『だからさ、ずっと俺は転勤なんてなくなればいいって思ってた。父が管理職になるってことは、ほぼ二年おきに転校するってことが確定な訳。俺、人付き合いあんまり上手くないから、自分から声をかけるとかできなくてさ。しんどかったなぁ』

 しんどい、という松本君には珍しい弱音を聞いてしまったので、私もつい、言わずに済まそうとしていた自分の過去を語ってしまう。

「わかるよ。私も一度だけ転校したけど、初日に付いてきてくれたのが当然おばあちゃんでね。何でお母さんじゃないのって早速聞かれたもん。
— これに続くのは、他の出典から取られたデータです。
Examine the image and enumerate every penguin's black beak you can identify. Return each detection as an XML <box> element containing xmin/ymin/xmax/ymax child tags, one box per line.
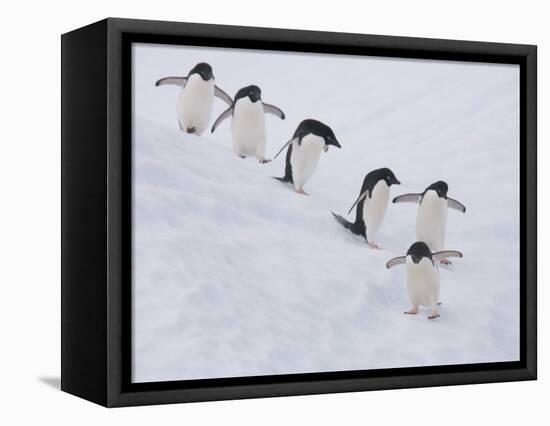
<box><xmin>199</xmin><ymin>70</ymin><xmax>214</xmax><ymax>81</ymax></box>
<box><xmin>327</xmin><ymin>139</ymin><xmax>342</xmax><ymax>148</ymax></box>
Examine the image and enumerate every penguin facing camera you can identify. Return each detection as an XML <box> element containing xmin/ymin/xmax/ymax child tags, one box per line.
<box><xmin>393</xmin><ymin>180</ymin><xmax>466</xmax><ymax>265</ymax></box>
<box><xmin>155</xmin><ymin>62</ymin><xmax>233</xmax><ymax>136</ymax></box>
<box><xmin>211</xmin><ymin>85</ymin><xmax>285</xmax><ymax>163</ymax></box>
<box><xmin>386</xmin><ymin>241</ymin><xmax>462</xmax><ymax>319</ymax></box>
<box><xmin>332</xmin><ymin>167</ymin><xmax>401</xmax><ymax>249</ymax></box>
<box><xmin>274</xmin><ymin>118</ymin><xmax>341</xmax><ymax>195</ymax></box>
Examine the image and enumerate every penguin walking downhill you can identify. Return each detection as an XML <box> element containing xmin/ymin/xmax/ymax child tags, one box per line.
<box><xmin>332</xmin><ymin>167</ymin><xmax>401</xmax><ymax>249</ymax></box>
<box><xmin>211</xmin><ymin>85</ymin><xmax>285</xmax><ymax>163</ymax></box>
<box><xmin>156</xmin><ymin>62</ymin><xmax>233</xmax><ymax>136</ymax></box>
<box><xmin>274</xmin><ymin>119</ymin><xmax>341</xmax><ymax>195</ymax></box>
<box><xmin>386</xmin><ymin>241</ymin><xmax>462</xmax><ymax>319</ymax></box>
<box><xmin>393</xmin><ymin>180</ymin><xmax>466</xmax><ymax>265</ymax></box>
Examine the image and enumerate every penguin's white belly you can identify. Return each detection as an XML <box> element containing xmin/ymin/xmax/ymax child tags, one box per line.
<box><xmin>407</xmin><ymin>257</ymin><xmax>439</xmax><ymax>307</ymax></box>
<box><xmin>231</xmin><ymin>98</ymin><xmax>266</xmax><ymax>160</ymax></box>
<box><xmin>363</xmin><ymin>181</ymin><xmax>390</xmax><ymax>242</ymax></box>
<box><xmin>416</xmin><ymin>190</ymin><xmax>447</xmax><ymax>252</ymax></box>
<box><xmin>290</xmin><ymin>134</ymin><xmax>325</xmax><ymax>189</ymax></box>
<box><xmin>176</xmin><ymin>74</ymin><xmax>214</xmax><ymax>135</ymax></box>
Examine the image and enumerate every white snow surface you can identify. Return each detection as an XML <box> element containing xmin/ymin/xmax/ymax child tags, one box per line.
<box><xmin>132</xmin><ymin>44</ymin><xmax>519</xmax><ymax>382</ymax></box>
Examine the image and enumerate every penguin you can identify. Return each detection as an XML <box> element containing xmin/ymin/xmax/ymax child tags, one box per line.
<box><xmin>155</xmin><ymin>62</ymin><xmax>233</xmax><ymax>136</ymax></box>
<box><xmin>332</xmin><ymin>167</ymin><xmax>401</xmax><ymax>249</ymax></box>
<box><xmin>386</xmin><ymin>241</ymin><xmax>462</xmax><ymax>319</ymax></box>
<box><xmin>274</xmin><ymin>119</ymin><xmax>342</xmax><ymax>195</ymax></box>
<box><xmin>211</xmin><ymin>85</ymin><xmax>285</xmax><ymax>163</ymax></box>
<box><xmin>393</xmin><ymin>180</ymin><xmax>466</xmax><ymax>265</ymax></box>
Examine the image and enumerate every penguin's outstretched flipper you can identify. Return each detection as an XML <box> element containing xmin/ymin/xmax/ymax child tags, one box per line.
<box><xmin>447</xmin><ymin>198</ymin><xmax>466</xmax><ymax>213</ymax></box>
<box><xmin>392</xmin><ymin>194</ymin><xmax>422</xmax><ymax>203</ymax></box>
<box><xmin>432</xmin><ymin>250</ymin><xmax>463</xmax><ymax>261</ymax></box>
<box><xmin>262</xmin><ymin>102</ymin><xmax>285</xmax><ymax>120</ymax></box>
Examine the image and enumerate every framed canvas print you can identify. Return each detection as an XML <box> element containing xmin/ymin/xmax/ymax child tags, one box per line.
<box><xmin>62</xmin><ymin>19</ymin><xmax>536</xmax><ymax>406</ymax></box>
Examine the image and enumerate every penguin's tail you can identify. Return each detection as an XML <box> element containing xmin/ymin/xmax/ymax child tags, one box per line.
<box><xmin>331</xmin><ymin>212</ymin><xmax>362</xmax><ymax>235</ymax></box>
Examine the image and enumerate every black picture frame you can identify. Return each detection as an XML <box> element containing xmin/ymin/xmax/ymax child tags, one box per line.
<box><xmin>61</xmin><ymin>18</ymin><xmax>537</xmax><ymax>407</ymax></box>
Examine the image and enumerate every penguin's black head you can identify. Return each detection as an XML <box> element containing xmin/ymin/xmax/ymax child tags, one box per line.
<box><xmin>424</xmin><ymin>180</ymin><xmax>449</xmax><ymax>199</ymax></box>
<box><xmin>407</xmin><ymin>241</ymin><xmax>433</xmax><ymax>263</ymax></box>
<box><xmin>235</xmin><ymin>84</ymin><xmax>262</xmax><ymax>103</ymax></box>
<box><xmin>294</xmin><ymin>118</ymin><xmax>342</xmax><ymax>148</ymax></box>
<box><xmin>189</xmin><ymin>62</ymin><xmax>214</xmax><ymax>81</ymax></box>
<box><xmin>364</xmin><ymin>167</ymin><xmax>401</xmax><ymax>190</ymax></box>
<box><xmin>378</xmin><ymin>167</ymin><xmax>401</xmax><ymax>186</ymax></box>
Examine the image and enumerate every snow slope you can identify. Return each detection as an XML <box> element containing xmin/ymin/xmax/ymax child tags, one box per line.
<box><xmin>133</xmin><ymin>45</ymin><xmax>519</xmax><ymax>382</ymax></box>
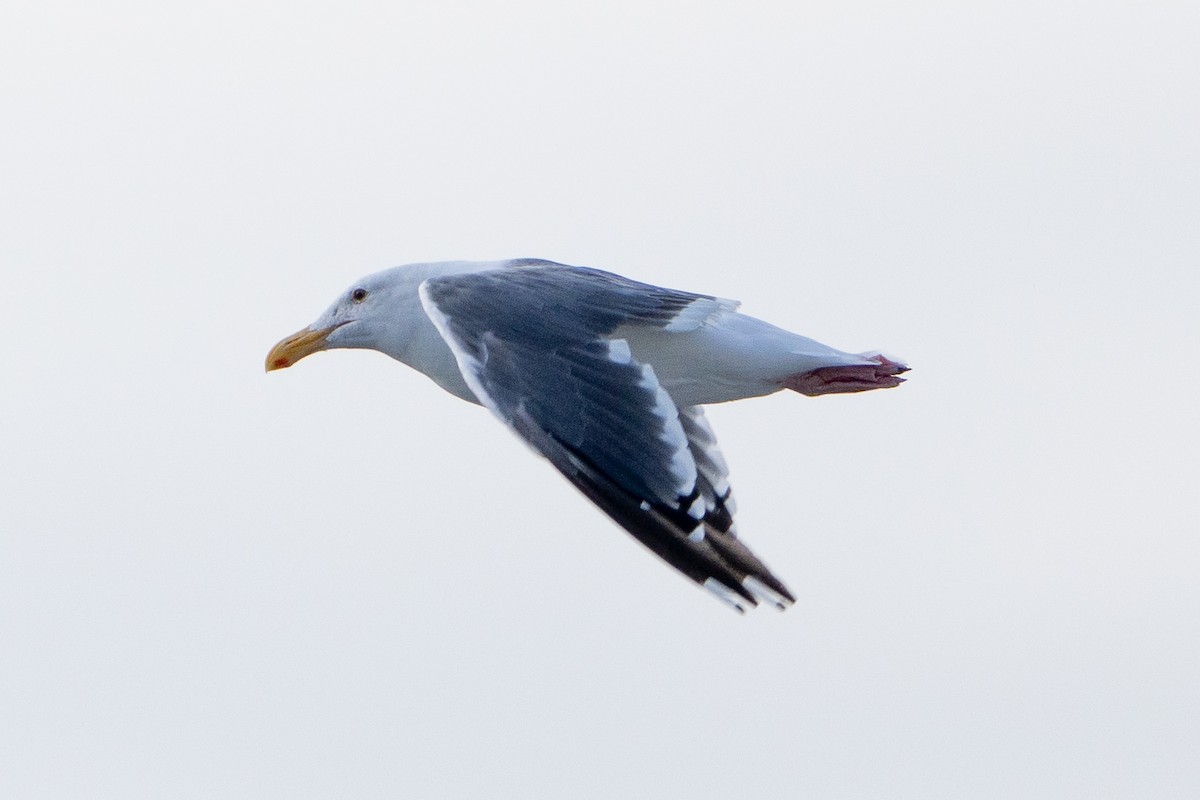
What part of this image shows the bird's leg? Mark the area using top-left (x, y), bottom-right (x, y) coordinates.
top-left (784, 353), bottom-right (908, 397)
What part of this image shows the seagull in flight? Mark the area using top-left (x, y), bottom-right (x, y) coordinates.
top-left (266, 259), bottom-right (908, 612)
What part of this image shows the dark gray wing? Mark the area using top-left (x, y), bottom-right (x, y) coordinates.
top-left (420, 263), bottom-right (792, 610)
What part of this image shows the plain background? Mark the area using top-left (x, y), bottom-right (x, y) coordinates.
top-left (0, 0), bottom-right (1200, 800)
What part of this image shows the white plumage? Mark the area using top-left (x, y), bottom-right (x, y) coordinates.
top-left (266, 259), bottom-right (907, 610)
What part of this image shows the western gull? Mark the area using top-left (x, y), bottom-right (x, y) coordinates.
top-left (266, 259), bottom-right (907, 612)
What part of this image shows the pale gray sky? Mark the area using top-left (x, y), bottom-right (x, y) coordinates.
top-left (0, 0), bottom-right (1200, 800)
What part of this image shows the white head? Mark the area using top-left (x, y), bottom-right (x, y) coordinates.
top-left (266, 266), bottom-right (425, 372)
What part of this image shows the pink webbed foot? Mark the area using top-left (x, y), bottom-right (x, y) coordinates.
top-left (784, 353), bottom-right (908, 397)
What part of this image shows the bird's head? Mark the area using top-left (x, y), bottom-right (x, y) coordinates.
top-left (266, 270), bottom-right (415, 372)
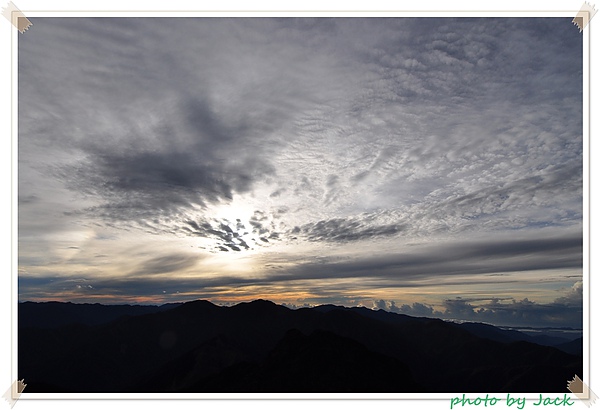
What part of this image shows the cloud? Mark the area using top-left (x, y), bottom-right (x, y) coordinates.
top-left (373, 282), bottom-right (583, 328)
top-left (138, 253), bottom-right (199, 275)
top-left (19, 18), bottom-right (583, 326)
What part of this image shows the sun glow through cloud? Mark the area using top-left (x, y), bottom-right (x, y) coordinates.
top-left (18, 18), bottom-right (583, 330)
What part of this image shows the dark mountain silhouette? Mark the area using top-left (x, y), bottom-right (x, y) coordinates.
top-left (554, 337), bottom-right (583, 356)
top-left (18, 302), bottom-right (181, 329)
top-left (18, 300), bottom-right (583, 393)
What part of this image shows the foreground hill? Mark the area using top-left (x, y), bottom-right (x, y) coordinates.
top-left (18, 300), bottom-right (583, 393)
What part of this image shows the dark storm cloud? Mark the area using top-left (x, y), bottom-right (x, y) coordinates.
top-left (293, 218), bottom-right (403, 242)
top-left (57, 95), bottom-right (273, 221)
top-left (284, 236), bottom-right (583, 286)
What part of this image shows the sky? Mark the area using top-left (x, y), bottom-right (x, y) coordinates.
top-left (18, 18), bottom-right (583, 328)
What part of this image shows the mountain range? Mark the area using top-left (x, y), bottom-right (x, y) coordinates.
top-left (18, 300), bottom-right (583, 393)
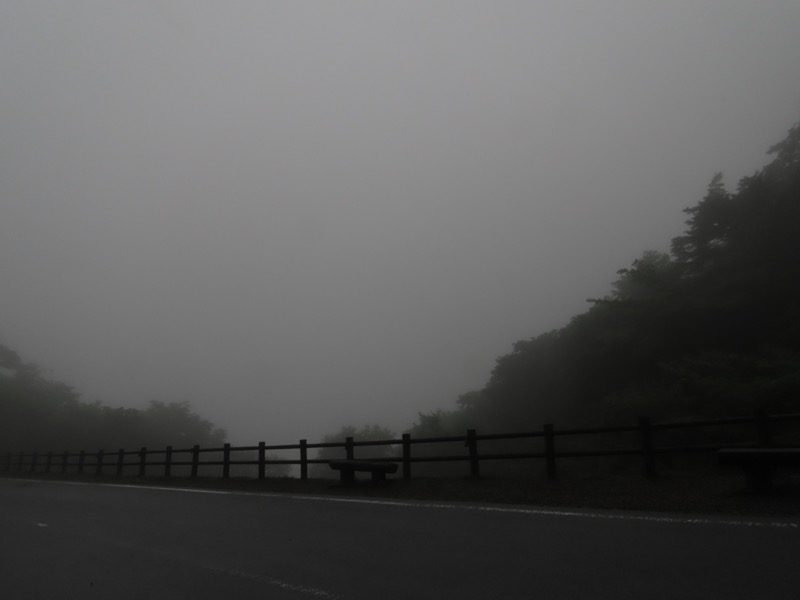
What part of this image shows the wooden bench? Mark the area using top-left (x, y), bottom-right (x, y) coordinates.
top-left (717, 448), bottom-right (800, 492)
top-left (328, 460), bottom-right (397, 484)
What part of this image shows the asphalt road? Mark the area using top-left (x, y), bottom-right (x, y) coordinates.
top-left (0, 479), bottom-right (800, 600)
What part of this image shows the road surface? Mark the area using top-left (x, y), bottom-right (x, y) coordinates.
top-left (0, 479), bottom-right (800, 600)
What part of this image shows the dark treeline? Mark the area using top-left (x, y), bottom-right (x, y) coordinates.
top-left (411, 119), bottom-right (800, 435)
top-left (0, 345), bottom-right (225, 452)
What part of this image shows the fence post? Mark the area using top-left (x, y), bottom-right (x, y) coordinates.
top-left (258, 442), bottom-right (267, 479)
top-left (755, 409), bottom-right (772, 448)
top-left (300, 440), bottom-right (308, 479)
top-left (403, 433), bottom-right (411, 479)
top-left (543, 423), bottom-right (558, 480)
top-left (164, 446), bottom-right (172, 477)
top-left (191, 444), bottom-right (200, 479)
top-left (139, 446), bottom-right (147, 477)
top-left (639, 417), bottom-right (656, 479)
top-left (465, 429), bottom-right (480, 477)
top-left (222, 443), bottom-right (231, 479)
top-left (344, 437), bottom-right (354, 460)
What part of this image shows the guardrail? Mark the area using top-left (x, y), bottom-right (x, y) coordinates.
top-left (0, 412), bottom-right (800, 479)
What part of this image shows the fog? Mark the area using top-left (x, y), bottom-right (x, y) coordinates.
top-left (0, 0), bottom-right (800, 443)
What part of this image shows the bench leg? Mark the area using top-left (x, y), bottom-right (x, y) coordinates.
top-left (744, 465), bottom-right (772, 492)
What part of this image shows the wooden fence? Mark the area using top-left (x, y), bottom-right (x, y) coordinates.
top-left (0, 412), bottom-right (800, 479)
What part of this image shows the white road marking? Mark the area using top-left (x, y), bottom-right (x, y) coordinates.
top-left (7, 479), bottom-right (800, 529)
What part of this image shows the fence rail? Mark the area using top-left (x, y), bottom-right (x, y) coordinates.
top-left (0, 412), bottom-right (800, 479)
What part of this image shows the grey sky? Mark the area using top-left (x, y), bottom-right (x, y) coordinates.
top-left (0, 0), bottom-right (800, 442)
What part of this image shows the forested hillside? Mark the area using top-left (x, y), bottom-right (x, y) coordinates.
top-left (0, 344), bottom-right (225, 452)
top-left (414, 124), bottom-right (800, 435)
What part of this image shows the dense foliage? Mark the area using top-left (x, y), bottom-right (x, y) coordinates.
top-left (0, 345), bottom-right (225, 452)
top-left (414, 119), bottom-right (800, 435)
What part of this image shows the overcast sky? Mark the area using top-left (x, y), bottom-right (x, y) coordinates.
top-left (0, 0), bottom-right (800, 443)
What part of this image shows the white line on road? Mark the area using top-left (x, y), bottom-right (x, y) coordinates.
top-left (7, 479), bottom-right (800, 529)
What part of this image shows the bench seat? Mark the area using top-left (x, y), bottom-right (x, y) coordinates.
top-left (328, 460), bottom-right (397, 483)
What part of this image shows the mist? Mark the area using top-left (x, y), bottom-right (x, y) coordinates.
top-left (0, 0), bottom-right (800, 443)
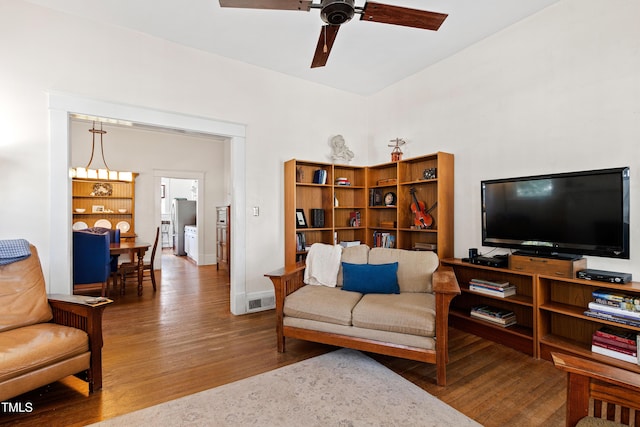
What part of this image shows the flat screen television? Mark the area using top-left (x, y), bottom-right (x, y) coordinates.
top-left (481, 167), bottom-right (629, 259)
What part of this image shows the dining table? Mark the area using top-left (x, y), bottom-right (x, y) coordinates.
top-left (109, 240), bottom-right (151, 295)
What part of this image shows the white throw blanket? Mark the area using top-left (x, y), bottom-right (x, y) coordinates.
top-left (304, 243), bottom-right (342, 287)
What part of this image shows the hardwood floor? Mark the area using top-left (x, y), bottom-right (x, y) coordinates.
top-left (0, 252), bottom-right (565, 427)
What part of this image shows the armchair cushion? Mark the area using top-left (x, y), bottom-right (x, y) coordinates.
top-left (0, 245), bottom-right (53, 334)
top-left (369, 248), bottom-right (440, 292)
top-left (0, 323), bottom-right (89, 382)
top-left (284, 286), bottom-right (362, 326)
top-left (342, 262), bottom-right (400, 294)
top-left (353, 292), bottom-right (436, 337)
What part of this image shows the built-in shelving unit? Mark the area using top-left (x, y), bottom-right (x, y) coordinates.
top-left (442, 259), bottom-right (537, 356)
top-left (284, 152), bottom-right (454, 266)
top-left (442, 259), bottom-right (640, 372)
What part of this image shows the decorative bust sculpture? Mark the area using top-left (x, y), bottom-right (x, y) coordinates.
top-left (331, 135), bottom-right (353, 163)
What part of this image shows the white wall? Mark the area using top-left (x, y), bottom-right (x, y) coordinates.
top-left (0, 0), bottom-right (640, 302)
top-left (369, 0), bottom-right (640, 280)
top-left (0, 0), bottom-right (367, 308)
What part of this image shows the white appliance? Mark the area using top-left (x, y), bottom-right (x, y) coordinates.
top-left (171, 199), bottom-right (196, 256)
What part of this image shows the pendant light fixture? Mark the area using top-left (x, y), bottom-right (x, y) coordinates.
top-left (71, 121), bottom-right (133, 181)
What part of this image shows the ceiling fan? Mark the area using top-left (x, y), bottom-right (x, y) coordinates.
top-left (219, 0), bottom-right (448, 68)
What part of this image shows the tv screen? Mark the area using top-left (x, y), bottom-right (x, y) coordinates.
top-left (481, 167), bottom-right (629, 259)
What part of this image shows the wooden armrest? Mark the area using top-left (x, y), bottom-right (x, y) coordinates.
top-left (48, 294), bottom-right (113, 393)
top-left (265, 263), bottom-right (305, 304)
top-left (551, 352), bottom-right (640, 427)
top-left (47, 294), bottom-right (113, 338)
top-left (432, 266), bottom-right (460, 295)
top-left (551, 353), bottom-right (640, 391)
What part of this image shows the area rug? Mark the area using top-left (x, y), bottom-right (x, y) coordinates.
top-left (95, 349), bottom-right (480, 427)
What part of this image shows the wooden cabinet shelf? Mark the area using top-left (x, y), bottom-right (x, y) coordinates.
top-left (442, 259), bottom-right (640, 372)
top-left (71, 173), bottom-right (138, 240)
top-left (442, 259), bottom-right (537, 357)
top-left (284, 152), bottom-right (454, 266)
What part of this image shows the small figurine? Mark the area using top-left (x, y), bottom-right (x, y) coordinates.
top-left (331, 135), bottom-right (353, 163)
top-left (387, 138), bottom-right (406, 162)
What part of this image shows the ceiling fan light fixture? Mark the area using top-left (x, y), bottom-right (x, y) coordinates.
top-left (320, 0), bottom-right (355, 25)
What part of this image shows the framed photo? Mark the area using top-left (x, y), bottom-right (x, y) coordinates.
top-left (296, 209), bottom-right (308, 228)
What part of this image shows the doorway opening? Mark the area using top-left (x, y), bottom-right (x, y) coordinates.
top-left (47, 93), bottom-right (246, 314)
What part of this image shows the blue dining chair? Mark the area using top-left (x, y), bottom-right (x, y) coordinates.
top-left (73, 229), bottom-right (111, 296)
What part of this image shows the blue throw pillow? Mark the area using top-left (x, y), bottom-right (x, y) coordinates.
top-left (342, 262), bottom-right (400, 294)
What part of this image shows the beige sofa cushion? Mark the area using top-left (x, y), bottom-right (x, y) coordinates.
top-left (0, 323), bottom-right (89, 382)
top-left (337, 245), bottom-right (369, 286)
top-left (369, 248), bottom-right (439, 293)
top-left (284, 285), bottom-right (362, 326)
top-left (0, 245), bottom-right (53, 332)
top-left (352, 294), bottom-right (436, 337)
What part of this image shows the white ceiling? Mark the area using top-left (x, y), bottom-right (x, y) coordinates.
top-left (27, 0), bottom-right (559, 95)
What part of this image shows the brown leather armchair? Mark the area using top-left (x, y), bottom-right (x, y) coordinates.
top-left (551, 353), bottom-right (640, 427)
top-left (0, 245), bottom-right (110, 401)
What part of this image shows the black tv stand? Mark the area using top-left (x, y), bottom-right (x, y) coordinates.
top-left (513, 250), bottom-right (582, 261)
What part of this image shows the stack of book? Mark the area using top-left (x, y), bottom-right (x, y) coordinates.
top-left (296, 233), bottom-right (307, 252)
top-left (373, 231), bottom-right (396, 248)
top-left (349, 211), bottom-right (362, 227)
top-left (340, 240), bottom-right (360, 248)
top-left (412, 242), bottom-right (438, 251)
top-left (469, 279), bottom-right (516, 298)
top-left (313, 169), bottom-right (327, 184)
top-left (369, 188), bottom-right (384, 206)
top-left (471, 305), bottom-right (516, 327)
top-left (591, 326), bottom-right (638, 363)
top-left (584, 289), bottom-right (640, 327)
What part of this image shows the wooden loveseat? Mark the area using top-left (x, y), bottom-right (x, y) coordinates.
top-left (0, 243), bottom-right (106, 401)
top-left (266, 245), bottom-right (460, 386)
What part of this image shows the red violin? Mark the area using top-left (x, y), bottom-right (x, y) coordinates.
top-left (409, 188), bottom-right (438, 228)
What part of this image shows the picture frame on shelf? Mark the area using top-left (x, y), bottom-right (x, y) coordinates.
top-left (296, 209), bottom-right (309, 228)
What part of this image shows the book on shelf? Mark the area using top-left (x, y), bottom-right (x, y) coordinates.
top-left (413, 242), bottom-right (438, 251)
top-left (373, 231), bottom-right (396, 248)
top-left (591, 289), bottom-right (640, 312)
top-left (296, 233), bottom-right (307, 252)
top-left (313, 169), bottom-right (327, 184)
top-left (583, 310), bottom-right (640, 328)
top-left (469, 282), bottom-right (516, 298)
top-left (469, 278), bottom-right (510, 288)
top-left (589, 302), bottom-right (640, 321)
top-left (591, 343), bottom-right (638, 363)
top-left (591, 333), bottom-right (638, 355)
top-left (471, 305), bottom-right (516, 327)
top-left (594, 325), bottom-right (638, 346)
top-left (369, 188), bottom-right (384, 206)
top-left (349, 211), bottom-right (361, 227)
もう、そこから号泣。転校初日に、相手からしたら何がいけなかったのかわからない会話で号泣しちゃう転入生なんて、避けられて当然だよね」

『あー、それは安本さんにとっての地雷だけど、初対面の子どもにとってはちょっとわかりにくい、かもな』

「新しい担任の先生が一生懸命フォローしてくれたんだけど、それを聞くのも辛くてまた泣いて。あれは私の暗黒の時代だったな」

 今でこそ笑って言えるし、優理君にも笑いながら電話で話したネタだったけれど、当時は本当に辛くて、どうして自分ばかりがこんなに苦労しているんだろう、なんて考えていた。